14.03.1977

GESTORBEN

Lutz Graf Schwerin von Krosigk

Lutz Graf Schwerin von Krosigk, 89. Er war so etwas wie der letzte Reichskanzler deutscher Geschichte, fast noch eine Figur aus Bismarckscher Zeit, die wie kaum eine andere Glanz und Elend des preußischen Adels verkörperte. Sohn eines Kammerherrn des Herzogs von Anhalt, später von einem Grafen von Schwerin adoptiert, von Kaiser Wilhelm II. zum Rhodes-Scholar bestimmt, im Ersten Weltkrieg Ulanenoffizier mit EK I und II, entschied er sich nach dem Zusammenbruch der Monarchie für die Verwaltungslaufbahn und arbeitete sich ab 1920 zäh und intelligent die Hierarchieleiter des Reichsfinanzministeriums empor, bis er wurde, was er 13 Jahre lang blieb: Reichsfinanzminister. Er diente vielen Herren, erst Franz von Papen, dann Kurt von Schleicher und schließlich Adolf Hitler -- zuverlässig, gehorsam, anpasserisch, als Behördenchef und Finanzpolitiker ein Vorbild altpreußischer Bürokratie. Selbst Barbarei, Unrecht und Kriegskurs der NS-Machthaber konnten ihn nicht veranlassen, seinen Posten zu quittieren; er blieb, "um Schlimmeres zu verhüten", wie die beliebte Alibiformel besagte -- in Wirklichkeit aber, weil dem Altpreußen der zur Gottheit verabsolutierte Staat mehr bedeutete als dessen Form und Inhalt. Erst später erkannte er sein historisches Versagen.

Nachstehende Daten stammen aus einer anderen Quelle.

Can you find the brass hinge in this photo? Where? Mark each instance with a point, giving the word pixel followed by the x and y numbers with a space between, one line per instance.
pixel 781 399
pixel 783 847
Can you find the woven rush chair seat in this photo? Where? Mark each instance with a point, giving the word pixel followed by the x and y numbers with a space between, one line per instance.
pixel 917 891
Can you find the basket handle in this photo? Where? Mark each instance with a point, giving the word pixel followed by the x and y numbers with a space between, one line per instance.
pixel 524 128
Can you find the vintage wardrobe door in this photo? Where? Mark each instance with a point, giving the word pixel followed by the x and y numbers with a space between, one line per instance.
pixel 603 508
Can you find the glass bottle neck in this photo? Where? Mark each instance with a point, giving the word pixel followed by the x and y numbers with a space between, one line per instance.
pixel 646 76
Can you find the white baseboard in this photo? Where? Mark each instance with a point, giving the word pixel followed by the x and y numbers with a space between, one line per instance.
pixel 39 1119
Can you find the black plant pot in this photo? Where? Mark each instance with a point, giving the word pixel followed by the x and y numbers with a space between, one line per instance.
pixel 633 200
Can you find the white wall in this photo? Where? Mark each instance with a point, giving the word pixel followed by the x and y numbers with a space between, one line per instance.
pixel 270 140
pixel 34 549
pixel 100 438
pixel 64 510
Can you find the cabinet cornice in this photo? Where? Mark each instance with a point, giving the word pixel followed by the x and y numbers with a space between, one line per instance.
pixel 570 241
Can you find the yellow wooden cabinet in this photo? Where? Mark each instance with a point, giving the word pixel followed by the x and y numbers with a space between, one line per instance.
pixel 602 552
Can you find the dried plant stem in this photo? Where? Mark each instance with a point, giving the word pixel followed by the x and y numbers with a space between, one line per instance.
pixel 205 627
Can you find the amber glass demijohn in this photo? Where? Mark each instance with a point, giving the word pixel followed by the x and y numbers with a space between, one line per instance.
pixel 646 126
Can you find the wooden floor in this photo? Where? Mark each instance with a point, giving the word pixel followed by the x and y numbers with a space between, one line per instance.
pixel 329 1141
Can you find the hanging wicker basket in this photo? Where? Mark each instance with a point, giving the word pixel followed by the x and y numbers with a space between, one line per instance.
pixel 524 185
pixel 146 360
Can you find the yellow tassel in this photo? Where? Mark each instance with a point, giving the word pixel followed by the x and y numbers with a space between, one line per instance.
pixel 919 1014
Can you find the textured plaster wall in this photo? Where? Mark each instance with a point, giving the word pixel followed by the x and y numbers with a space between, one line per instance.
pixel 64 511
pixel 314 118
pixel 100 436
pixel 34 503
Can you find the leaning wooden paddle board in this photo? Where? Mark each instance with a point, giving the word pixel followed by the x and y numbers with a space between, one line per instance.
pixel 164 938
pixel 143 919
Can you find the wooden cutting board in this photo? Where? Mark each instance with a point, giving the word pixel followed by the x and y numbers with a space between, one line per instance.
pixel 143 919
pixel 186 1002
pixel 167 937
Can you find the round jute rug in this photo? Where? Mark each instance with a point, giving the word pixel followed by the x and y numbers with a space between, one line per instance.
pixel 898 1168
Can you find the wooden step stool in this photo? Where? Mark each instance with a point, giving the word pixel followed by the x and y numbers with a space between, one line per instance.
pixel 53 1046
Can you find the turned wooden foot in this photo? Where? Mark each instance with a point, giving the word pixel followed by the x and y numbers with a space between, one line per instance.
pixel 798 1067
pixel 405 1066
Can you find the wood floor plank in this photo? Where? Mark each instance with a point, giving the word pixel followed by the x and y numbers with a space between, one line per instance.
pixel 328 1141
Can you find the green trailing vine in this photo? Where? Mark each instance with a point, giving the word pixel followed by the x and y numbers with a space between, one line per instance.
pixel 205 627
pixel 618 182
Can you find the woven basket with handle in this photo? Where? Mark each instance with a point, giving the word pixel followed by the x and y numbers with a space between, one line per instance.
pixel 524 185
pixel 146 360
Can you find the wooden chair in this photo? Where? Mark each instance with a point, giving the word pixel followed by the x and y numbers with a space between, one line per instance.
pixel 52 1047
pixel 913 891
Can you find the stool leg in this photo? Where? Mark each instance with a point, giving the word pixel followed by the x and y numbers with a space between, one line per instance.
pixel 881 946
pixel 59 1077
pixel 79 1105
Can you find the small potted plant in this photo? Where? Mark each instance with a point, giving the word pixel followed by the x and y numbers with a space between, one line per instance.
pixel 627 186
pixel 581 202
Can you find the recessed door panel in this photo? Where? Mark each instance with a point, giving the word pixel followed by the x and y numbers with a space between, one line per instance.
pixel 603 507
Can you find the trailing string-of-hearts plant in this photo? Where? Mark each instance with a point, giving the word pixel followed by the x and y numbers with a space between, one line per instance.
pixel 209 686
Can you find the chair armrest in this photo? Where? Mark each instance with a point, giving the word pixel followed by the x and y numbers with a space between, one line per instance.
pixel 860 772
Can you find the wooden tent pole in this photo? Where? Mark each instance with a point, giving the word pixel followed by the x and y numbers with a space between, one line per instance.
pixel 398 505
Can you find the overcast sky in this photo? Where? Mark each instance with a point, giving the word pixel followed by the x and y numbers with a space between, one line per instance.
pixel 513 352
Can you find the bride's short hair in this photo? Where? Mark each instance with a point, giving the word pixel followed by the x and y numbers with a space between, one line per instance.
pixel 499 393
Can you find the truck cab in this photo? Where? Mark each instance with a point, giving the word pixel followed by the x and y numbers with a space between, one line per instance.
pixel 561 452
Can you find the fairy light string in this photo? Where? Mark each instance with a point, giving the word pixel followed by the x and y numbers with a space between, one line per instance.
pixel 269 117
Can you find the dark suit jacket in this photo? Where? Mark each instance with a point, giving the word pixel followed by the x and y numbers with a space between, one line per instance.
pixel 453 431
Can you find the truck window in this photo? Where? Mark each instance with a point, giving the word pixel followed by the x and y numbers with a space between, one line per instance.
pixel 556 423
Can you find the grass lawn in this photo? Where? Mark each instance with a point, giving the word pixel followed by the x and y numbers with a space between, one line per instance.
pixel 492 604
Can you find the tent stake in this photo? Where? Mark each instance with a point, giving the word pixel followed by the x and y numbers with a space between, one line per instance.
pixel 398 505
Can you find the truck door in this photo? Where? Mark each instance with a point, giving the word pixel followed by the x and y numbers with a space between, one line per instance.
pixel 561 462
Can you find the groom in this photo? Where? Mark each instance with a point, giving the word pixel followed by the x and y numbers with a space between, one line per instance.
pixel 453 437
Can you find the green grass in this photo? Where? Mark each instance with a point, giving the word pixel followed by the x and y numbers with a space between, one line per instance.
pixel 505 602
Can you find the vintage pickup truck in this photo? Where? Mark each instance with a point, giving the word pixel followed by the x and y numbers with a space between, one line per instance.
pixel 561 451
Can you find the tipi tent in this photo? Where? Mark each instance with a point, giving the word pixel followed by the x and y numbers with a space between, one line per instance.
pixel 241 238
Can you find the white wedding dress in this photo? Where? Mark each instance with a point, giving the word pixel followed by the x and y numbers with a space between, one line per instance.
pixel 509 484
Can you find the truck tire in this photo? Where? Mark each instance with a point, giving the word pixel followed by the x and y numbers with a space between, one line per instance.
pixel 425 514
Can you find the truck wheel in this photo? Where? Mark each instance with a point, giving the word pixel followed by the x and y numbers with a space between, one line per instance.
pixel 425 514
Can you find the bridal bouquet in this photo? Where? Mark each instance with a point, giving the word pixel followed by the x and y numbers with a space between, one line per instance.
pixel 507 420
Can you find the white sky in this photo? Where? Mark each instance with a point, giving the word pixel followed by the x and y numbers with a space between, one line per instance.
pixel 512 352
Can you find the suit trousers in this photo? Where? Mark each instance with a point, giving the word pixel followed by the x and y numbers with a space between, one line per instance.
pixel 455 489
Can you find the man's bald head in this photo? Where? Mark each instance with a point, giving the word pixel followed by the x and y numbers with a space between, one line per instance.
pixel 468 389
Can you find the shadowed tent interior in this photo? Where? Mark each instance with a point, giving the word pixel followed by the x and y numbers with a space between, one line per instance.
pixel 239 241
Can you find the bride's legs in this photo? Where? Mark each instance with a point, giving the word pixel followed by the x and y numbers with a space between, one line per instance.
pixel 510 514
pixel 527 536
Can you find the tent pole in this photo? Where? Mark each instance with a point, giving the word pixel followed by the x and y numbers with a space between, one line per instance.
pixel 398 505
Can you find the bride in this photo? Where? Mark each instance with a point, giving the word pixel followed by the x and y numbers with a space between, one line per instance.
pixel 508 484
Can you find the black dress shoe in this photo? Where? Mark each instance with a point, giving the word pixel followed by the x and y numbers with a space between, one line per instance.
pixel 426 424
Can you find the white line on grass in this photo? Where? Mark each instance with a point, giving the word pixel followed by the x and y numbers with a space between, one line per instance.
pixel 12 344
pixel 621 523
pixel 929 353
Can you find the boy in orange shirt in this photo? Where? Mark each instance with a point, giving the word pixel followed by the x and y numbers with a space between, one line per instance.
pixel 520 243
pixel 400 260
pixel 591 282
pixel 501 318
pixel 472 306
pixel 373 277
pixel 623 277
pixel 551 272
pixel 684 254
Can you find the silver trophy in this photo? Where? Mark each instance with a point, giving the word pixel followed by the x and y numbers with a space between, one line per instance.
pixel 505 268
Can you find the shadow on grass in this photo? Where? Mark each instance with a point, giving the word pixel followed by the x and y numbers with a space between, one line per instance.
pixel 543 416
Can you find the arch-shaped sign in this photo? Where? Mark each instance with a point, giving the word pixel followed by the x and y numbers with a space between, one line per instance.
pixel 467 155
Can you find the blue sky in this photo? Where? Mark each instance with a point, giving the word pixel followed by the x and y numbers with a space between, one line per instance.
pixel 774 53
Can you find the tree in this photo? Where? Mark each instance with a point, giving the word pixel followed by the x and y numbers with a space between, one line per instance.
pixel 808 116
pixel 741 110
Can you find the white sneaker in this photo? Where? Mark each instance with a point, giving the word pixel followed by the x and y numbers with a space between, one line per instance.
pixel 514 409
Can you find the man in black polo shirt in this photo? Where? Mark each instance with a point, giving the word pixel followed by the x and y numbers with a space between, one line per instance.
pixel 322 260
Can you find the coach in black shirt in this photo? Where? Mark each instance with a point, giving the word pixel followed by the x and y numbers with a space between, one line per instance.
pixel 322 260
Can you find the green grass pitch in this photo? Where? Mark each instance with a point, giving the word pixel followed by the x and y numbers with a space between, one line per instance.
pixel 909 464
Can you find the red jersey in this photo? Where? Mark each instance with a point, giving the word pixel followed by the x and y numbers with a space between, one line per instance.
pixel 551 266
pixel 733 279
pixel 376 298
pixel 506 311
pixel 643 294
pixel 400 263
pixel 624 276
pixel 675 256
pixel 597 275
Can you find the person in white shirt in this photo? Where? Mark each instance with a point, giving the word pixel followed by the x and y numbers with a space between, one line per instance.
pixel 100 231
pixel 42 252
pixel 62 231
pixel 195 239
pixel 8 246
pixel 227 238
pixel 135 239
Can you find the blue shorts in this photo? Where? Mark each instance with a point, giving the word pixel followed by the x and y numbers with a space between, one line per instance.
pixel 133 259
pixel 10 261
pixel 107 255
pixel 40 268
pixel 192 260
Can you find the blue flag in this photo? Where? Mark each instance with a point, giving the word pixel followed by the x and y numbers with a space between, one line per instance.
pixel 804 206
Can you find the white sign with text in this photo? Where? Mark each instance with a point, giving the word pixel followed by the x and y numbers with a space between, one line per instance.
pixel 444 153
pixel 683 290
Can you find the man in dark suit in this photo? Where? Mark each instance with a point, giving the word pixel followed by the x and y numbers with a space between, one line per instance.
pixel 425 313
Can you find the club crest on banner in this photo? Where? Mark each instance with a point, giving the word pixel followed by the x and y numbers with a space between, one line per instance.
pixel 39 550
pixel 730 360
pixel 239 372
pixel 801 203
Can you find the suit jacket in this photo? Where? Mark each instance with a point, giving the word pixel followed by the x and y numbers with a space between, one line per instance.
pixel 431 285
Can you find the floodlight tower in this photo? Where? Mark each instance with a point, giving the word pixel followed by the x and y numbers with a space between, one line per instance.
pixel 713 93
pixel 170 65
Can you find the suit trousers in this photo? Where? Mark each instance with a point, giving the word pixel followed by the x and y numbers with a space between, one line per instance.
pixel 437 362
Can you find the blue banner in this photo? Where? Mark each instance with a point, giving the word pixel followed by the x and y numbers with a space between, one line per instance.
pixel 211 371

Als ihn, der noch unter dem Hitler-Nachfolger Dönitz den Quasi-Kanzler-Posten eines "Leitenden Ministers" übernommen hatte, 1949 ein US-Militärgericht wegen seiner Rolle in der deutschen Aufrüstung zu zehn Jahren Gefängnis verurteilte (Photo: bei der Urteilsverkündung), akzeptierte er das Verdikt als "gerechte Sühne für eine auf ganz anderer Ebene liegende Schuld, eben für die Schuld des abgestumpften und eingeschläferten Gewissens". Später freilich, als der liebenswürdige Grandseigneur in den mit Beifall aufgenommenen Memoiren sein Leben beschrieb, hatte er Mühe, sich weiterhin zu dieser Schuld zu bekennen, und glich immer mehr der Figur in einem Spottgedicht, das er selbst verfaßt hatte: Er saß als Letzter in der Klasse, Er hatte nur die Portokasse,

Und wird bedenklich mal ne Phase, Dann weiß er nichts, dann heißt er Haase.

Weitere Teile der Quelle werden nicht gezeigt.